Deficiências predominantemente de anticorpos que causam hipogamaglobulinemia são agrupadas conforme os quatro tópicos a seguir.

  • Redução grave de todos os isotipos de imunoglobulinas séricas com células B ausentes ou profundamente diminuídas, agamaglobulinemia

    • Deficiência de BTK, XLA

    • Deficiência das cadeias pesadas Mu

    • Deficiência de lambda-5

    • Deficiência de imunoglobulina alfa (Ig-alfa)

    • Deficiência de imunoglobulina beta (Ig-beta)

    • Deficiência de proteína conectora de célula B

    • Deficiência de p110-delta

    • Deficiência de p85

    • Deficiência de fator de transcrição E47

    • Deficiência de SLC39A7

    • Síndrome de Hoffman/deficiência de TOP2B

    • Deficiência de FNIP1

    • Deficiência de PU1.

  • Redução grave de pelo menos 2 isotipos de imunoglobulinas séricas com números de células B normais ou baixos, fenótipo de imunodeficiência comum variável

    • Distúrbios de imunodeficiência comum variável sem defeito de gene especificado

    • Síndrome de p110-delta ativada

    • Deficiência de PTEN (perda de função)

    • Deficiência de CD19

    • Deficiência de CD81

    • Deficiência de CD20

    • Deficiência de CD21

    • Deficiência de TACI

    • Deficiência de receptor de BAFF

    • Deficiência de TWEAK

    • Deficiência de TRNT1

    • Deficiência de NFKB1

    • Deficiência de NFKB2

    • Deficiência de IKAROS

    • Deficiência de IRF2BP2

    • Deficiência de ATP6AP1

    • Deficiência de ARHGEF1

    • Deficiência de SH3KBP1

    • Deficiência de SEC61A1

    • Deficiência de rac2

    • Deficiência de manosil-oligossacarídeo glicosidase

    • Deficiência de PIK3CG

    • Deficiência de BOB1.

  • Redução grave na IgG e IgA séricas com IgM normal/elevada e valores normais de células B, hiper IgM

    • Deficiência de citidina desaminase induzida por ativação

    • Deficiência de uracila-ácido desoxirribonucleico (DNA) glicosilase

    • Deficiência de INO80

    • Deficiência de MSH6

    • Deficiência de CTNNBL1

    • Deficiência de APRIL.

  • Deficiências de isotipos, de cadeias leves ou funcionais com valores geralmente normais de células B

    • Mutações e deleções da cadeia pesada de imunoglobulina

    • Deficiência da cadeia kappa

    • Deficiência isolada de subclasse de IgG

    • Deficiência de subclasse de IgG com deficiência de IgA

    • Deficiência seletiva de IgA

    • Deficiência de anticorpos específicos com concentrações de imunoglobulinas normais e células B normais

    • Hipogamaglobulinemia transitória da primeira infância

    • CARD 11 (ganho de função)

    • Deficiência seletiva de IgM.

Hipogamaglobulinemia secundária

A hipogamaglobulinemia secundária pode ser causada pela queda da produção ou aumento da perda de imunoglobulinas.
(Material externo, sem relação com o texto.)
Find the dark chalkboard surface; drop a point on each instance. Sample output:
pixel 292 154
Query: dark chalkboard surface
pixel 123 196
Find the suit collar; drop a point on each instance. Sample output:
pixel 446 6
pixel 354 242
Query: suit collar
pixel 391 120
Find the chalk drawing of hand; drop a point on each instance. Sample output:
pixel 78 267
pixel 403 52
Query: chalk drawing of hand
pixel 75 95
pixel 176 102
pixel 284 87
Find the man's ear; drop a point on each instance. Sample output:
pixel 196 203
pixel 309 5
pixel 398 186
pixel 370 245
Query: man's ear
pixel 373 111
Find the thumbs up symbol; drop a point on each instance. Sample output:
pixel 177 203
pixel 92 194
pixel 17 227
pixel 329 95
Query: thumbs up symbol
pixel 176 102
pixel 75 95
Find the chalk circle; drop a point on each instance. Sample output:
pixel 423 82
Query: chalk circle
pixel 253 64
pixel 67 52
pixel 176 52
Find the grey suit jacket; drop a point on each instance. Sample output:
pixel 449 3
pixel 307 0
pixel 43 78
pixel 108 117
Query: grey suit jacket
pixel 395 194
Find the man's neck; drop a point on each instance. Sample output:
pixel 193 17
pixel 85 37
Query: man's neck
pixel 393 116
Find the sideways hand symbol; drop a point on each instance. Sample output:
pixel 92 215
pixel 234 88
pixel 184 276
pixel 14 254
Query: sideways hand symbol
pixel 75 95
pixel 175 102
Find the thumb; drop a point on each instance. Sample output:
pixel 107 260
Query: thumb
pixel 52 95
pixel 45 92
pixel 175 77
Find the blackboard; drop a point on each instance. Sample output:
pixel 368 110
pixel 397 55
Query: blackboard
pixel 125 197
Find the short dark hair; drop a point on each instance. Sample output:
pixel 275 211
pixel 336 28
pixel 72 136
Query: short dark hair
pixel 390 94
A produção de imunoglobulinas pode ser comprometida em decorrência dos seguintes fatores:[2]

  • Neoplasia hematológica e condições pré-malignas (por exemplo, mieloma, leucemia, linfoma, leucemia linfocítica crônica de células B)

  • Medicamento (por exemplo, rituximabe, corticosteroides, medicamentos antirreumáticos modificadores de doença, anticonvulsivantes, como carbamazepina e fenitoína, antimaláricos, medicamentos citotóxicos ou imunossupressores) ou radiação

  • Desnutrição.

A perda de imunoglobulina elevada pode ser causada pelos seguintes fatores:[2]
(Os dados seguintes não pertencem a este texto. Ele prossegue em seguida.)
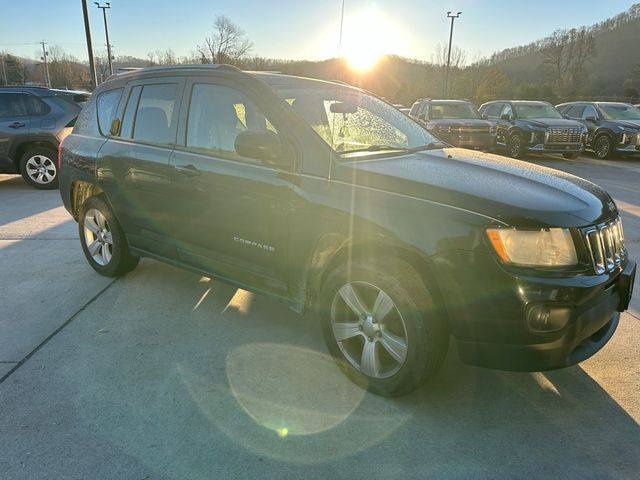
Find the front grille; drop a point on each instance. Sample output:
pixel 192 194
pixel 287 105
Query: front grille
pixel 606 246
pixel 563 135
  • Enteropatia perdedora de proteínas (por exemplo, doença inflamatória intestinal, enteropatia autoimune, linfangiectasia intestinal)

  • Síndrome nefrótica grave (embora a maioria dos pacientes com síndrome nefrótica tenha níveis de imunoglobulina preservados)

  • Queimaduras ou outros traumas que causam perda de fluidos.